ところで、前記甲第一六号証の一ないし二四、同第一七号証、証人百野康雄の証言、被控訴会社代表者本人の供述によると、右間伐の実施は、同年八月末を以て終了したのであるが、間伐材の実際の数量は、七〇二石三、四しかなく、残余の七九七石六、六が不足していたこと、ならびに被控訴会社が、同年一〇月頃、右不足分に対する控訴人の納付拒絶を理由に、控訴人に対し、残部の売買契約解除の意思表示をしたことが認定できる。前認定の如く、本件は数量を指示した特定物の売買であるから、その数量に不足があつたからといつて、債務不履行による契約解除が許されないのはいうまでもないが、被控訴会社が右不足につき善意であつたことは前認定のとおりであるから、控訴人に対し、売主の担保責任を追求し、代金の減額を請求しうることは勿論であり、被控訴会社のなした右一部解除の意思表示は、代金減額の請求たることを明示していないが、数量の不足を知つてから一年以内になされたものであることは、右認定のとおりであるし、元来代金減額請求の本質は、契約の一部解除であるから、右解除の意思表示を以て代金減額の請求をしたものと認めるを妨げない。従つて、前記代金額は、これによつて現在数量七〇二石三、四に対する石当り四五〇円の割合による合計三一六、〇五三円に減額せられ、控訴人は、前渡代金六五万円より右を控除した残額三三三、九四七円を被控訴会社に返還すべき義務あるものといわなければならない。

つぎに被控訴人の損害賠償請求について判断する。

被控訴人は、本件立木を製材すれば、一石につき五二一円三二銭の利益があり、不足分七九七石六、六で合計四一五、八三六円一一銭の得べかりし利益を喪い損害を蒙つたと主張し、いわゆる履行利益の賠償を求めるのであるが、本件は数量を指示した特定物たる立木の売買であること前記のとおりであるから、特定した立木につき納付引渡があつた以上、その数量の不足に対し、債務不履行による損害賠償責任を認めるに由なく、この点に関する被控訴人の請求は失当たるを免れない。しかしながら、被控訴人は、予備的に、売主の担保責任を追求し、代金減額請求と共に損害賠償請求をなすものというべきであるので、右損害賠償責任の範囲について按ずるに、売主の担保責任は、売買の目的物に原始的な瑕疵があり、一部無効を来すべき売買に対し、法律が公平の観念上、売主の過失の有無に関係なく認めた特別の責任であるから、その責任の範囲は、売買の有効を前提とする履行利益に及ばないのは、当然であつて、信頼利益、即ち売買の完全成立を信じたいことによる損害、これを反面からいえば、瑕疵を知つたならば蒙ることがなかつたのであらう損害に限定されるものと解するを相当とする。これを本件の売買についてみるに、被控訴人主張の如き、目的物の瑕疵がなければ得たであらう利益、即ち履行利益の賠償請求が許されないのは、右説示によつて明らかなところであり、ただ被控訴会社が前記数量の不足を知つていたならば、現存数量を越えた代金の支払をしなかつたであらうと考えられるが、右超過支払分は、前記代金減額請求による返還請求権の内容になつているのであるから、重ねて賠償責任を認めるに由なく、他に信頼利益の賠償を認むべき損害のあつたことは、被控訴人の主張、立証しないところであるから、被控訴人の右損害賠償の請求も亦失当というべきである。
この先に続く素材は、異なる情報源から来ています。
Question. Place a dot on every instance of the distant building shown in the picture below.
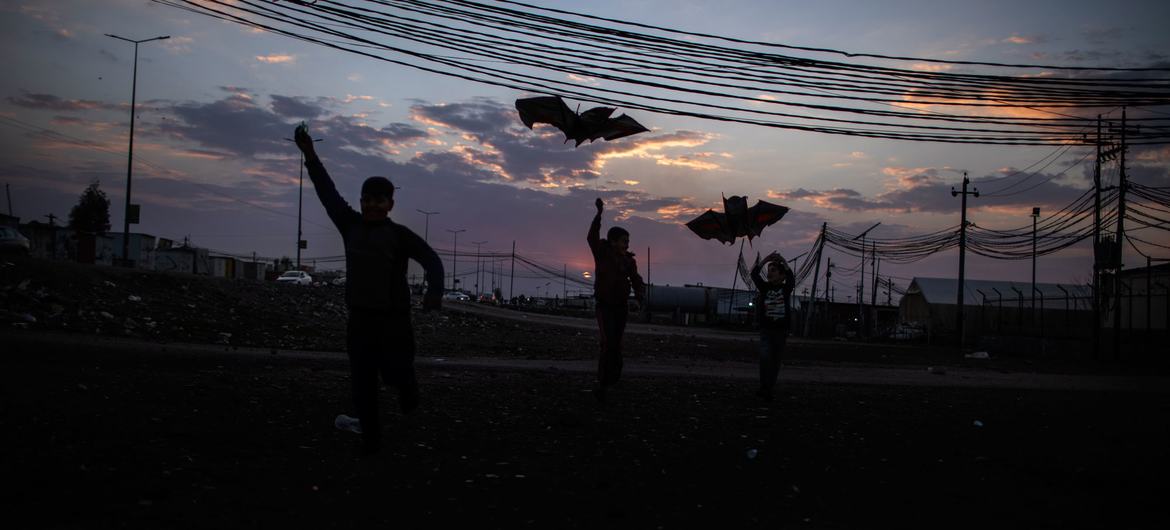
(191, 260)
(225, 267)
(140, 252)
(931, 303)
(1143, 298)
(49, 241)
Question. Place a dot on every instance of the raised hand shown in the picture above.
(303, 140)
(432, 301)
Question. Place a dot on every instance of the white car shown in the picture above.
(298, 277)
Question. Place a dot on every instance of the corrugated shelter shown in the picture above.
(931, 302)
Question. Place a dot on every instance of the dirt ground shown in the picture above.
(146, 432)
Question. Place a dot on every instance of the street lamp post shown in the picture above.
(454, 260)
(426, 227)
(861, 302)
(1036, 215)
(130, 156)
(479, 280)
(300, 199)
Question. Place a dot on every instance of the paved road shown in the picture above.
(800, 373)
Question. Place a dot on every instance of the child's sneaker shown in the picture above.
(408, 397)
(348, 422)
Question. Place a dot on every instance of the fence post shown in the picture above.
(1129, 296)
(1066, 302)
(1019, 308)
(1041, 314)
(999, 311)
(983, 310)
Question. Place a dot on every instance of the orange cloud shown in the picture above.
(276, 59)
(678, 211)
(652, 149)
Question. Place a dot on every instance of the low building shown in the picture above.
(933, 304)
(191, 260)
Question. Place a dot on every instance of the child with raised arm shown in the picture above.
(616, 273)
(773, 290)
(379, 338)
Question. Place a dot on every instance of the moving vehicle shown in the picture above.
(298, 277)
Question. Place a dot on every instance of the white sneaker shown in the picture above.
(348, 422)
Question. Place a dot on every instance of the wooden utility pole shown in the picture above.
(816, 274)
(1122, 184)
(962, 255)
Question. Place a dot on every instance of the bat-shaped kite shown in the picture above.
(737, 220)
(590, 125)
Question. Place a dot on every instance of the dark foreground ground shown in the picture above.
(149, 435)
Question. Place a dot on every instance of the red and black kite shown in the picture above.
(737, 220)
(590, 125)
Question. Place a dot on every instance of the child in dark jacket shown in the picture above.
(379, 338)
(773, 316)
(616, 273)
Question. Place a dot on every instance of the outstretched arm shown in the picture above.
(594, 228)
(432, 265)
(339, 212)
(637, 282)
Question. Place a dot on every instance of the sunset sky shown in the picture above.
(218, 100)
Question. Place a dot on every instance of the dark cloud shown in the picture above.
(928, 192)
(1099, 36)
(50, 102)
(296, 108)
(528, 156)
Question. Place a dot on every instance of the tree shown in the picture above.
(93, 211)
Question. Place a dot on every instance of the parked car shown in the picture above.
(298, 277)
(455, 296)
(12, 241)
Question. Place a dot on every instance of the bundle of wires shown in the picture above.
(644, 67)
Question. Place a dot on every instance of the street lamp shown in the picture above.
(454, 250)
(426, 229)
(300, 197)
(479, 280)
(130, 157)
(861, 291)
(1036, 215)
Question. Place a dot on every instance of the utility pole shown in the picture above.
(828, 283)
(816, 274)
(300, 199)
(130, 157)
(962, 254)
(479, 280)
(876, 263)
(454, 259)
(1122, 185)
(426, 227)
(1036, 215)
(647, 295)
(861, 302)
(734, 277)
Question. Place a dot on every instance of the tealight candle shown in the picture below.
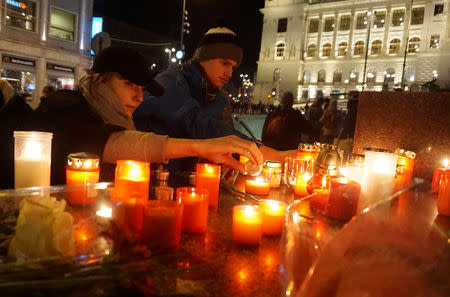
(82, 169)
(32, 158)
(132, 180)
(247, 221)
(272, 216)
(343, 198)
(437, 176)
(207, 176)
(444, 194)
(319, 201)
(162, 224)
(378, 178)
(195, 209)
(257, 186)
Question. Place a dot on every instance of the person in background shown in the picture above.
(193, 104)
(284, 126)
(97, 119)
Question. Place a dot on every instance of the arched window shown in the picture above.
(326, 50)
(394, 46)
(414, 45)
(376, 47)
(279, 50)
(321, 76)
(359, 48)
(337, 77)
(342, 49)
(311, 51)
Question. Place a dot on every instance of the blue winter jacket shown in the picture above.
(182, 111)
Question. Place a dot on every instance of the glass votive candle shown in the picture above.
(32, 159)
(132, 180)
(162, 222)
(247, 223)
(82, 169)
(195, 209)
(343, 198)
(272, 216)
(272, 173)
(207, 176)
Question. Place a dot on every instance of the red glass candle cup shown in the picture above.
(82, 169)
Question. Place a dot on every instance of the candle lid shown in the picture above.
(272, 164)
(307, 147)
(83, 160)
(404, 153)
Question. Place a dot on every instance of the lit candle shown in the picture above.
(82, 169)
(162, 224)
(319, 201)
(195, 209)
(343, 198)
(257, 186)
(132, 180)
(378, 178)
(32, 158)
(444, 194)
(272, 216)
(437, 176)
(247, 221)
(207, 176)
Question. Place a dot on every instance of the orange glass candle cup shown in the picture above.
(437, 176)
(342, 202)
(404, 170)
(132, 180)
(82, 169)
(303, 173)
(257, 186)
(247, 222)
(207, 176)
(195, 209)
(162, 220)
(444, 194)
(272, 216)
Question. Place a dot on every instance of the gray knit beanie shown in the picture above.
(219, 42)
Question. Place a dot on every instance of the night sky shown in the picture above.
(164, 17)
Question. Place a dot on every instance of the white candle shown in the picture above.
(32, 157)
(378, 178)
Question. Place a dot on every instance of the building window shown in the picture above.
(326, 50)
(359, 48)
(62, 24)
(282, 25)
(414, 45)
(398, 18)
(394, 46)
(342, 49)
(329, 25)
(353, 78)
(279, 50)
(439, 9)
(321, 76)
(21, 15)
(311, 51)
(344, 24)
(361, 21)
(376, 47)
(434, 41)
(417, 16)
(313, 26)
(371, 77)
(380, 17)
(337, 77)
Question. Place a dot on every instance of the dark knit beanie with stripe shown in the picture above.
(219, 42)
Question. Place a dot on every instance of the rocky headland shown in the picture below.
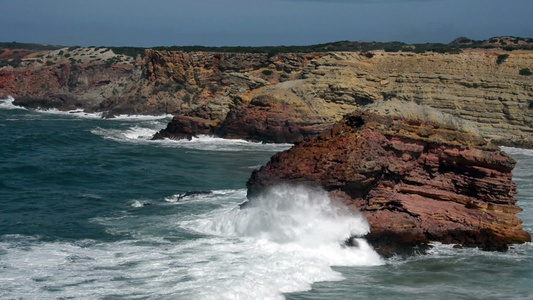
(281, 97)
(417, 157)
(415, 181)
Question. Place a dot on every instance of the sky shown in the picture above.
(143, 23)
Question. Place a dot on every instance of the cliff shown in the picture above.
(415, 181)
(277, 97)
(476, 85)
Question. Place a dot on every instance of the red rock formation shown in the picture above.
(414, 181)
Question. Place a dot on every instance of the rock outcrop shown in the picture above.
(414, 181)
(281, 97)
(473, 85)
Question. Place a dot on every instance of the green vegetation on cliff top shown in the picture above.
(506, 43)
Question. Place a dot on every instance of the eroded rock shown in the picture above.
(414, 181)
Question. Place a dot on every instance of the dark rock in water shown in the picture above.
(414, 181)
(193, 193)
(351, 242)
(265, 119)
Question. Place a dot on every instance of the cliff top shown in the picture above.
(508, 43)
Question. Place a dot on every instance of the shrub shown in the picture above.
(525, 72)
(502, 58)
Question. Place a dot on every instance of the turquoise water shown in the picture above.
(91, 209)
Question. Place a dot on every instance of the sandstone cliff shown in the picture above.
(281, 97)
(414, 181)
(472, 85)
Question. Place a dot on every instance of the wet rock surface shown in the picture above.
(415, 181)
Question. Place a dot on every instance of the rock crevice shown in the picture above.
(415, 181)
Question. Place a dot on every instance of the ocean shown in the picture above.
(91, 208)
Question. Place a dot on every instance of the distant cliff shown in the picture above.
(277, 96)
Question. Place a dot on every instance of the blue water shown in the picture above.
(90, 209)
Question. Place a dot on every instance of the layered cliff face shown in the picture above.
(414, 181)
(483, 86)
(280, 97)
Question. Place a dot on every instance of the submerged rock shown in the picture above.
(415, 181)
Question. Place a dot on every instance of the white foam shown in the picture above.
(211, 143)
(143, 135)
(234, 254)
はたしてそうであれば、被控訴人の本訴請求は、代金減額請求によつて生じた前認定の三三三、九四七円より、被控訴人の自陳する控訴人の立替金二八、八〇〇円を控除した三〇五、一四七円及びこれに対する本訴状送達の翌日であること記録上明らかな昭和二六年一二月三〇日以降完済に至るまで年六分(本件売買代金債務が商行為によつて生じたものであることは、前認定の事実に徴し自ら明らかなところであるから、代金減額請求による返還義務も性質上、右同様の商事関係に立ち、年六分の法定利率を適用すべきものと解するを相当とする。)の割合による遅延損害金の支払を求める限度において正当としてこれを認容すべく、その余は失当として棄却を免れず、右と異る原判決は変更すべきであり、被控訴人の附帯控訴は理由がない。

よつて、訴訟費用の負担について、民訴法第九六条第九二条及び第八九条を適用して主文のとおり判決する。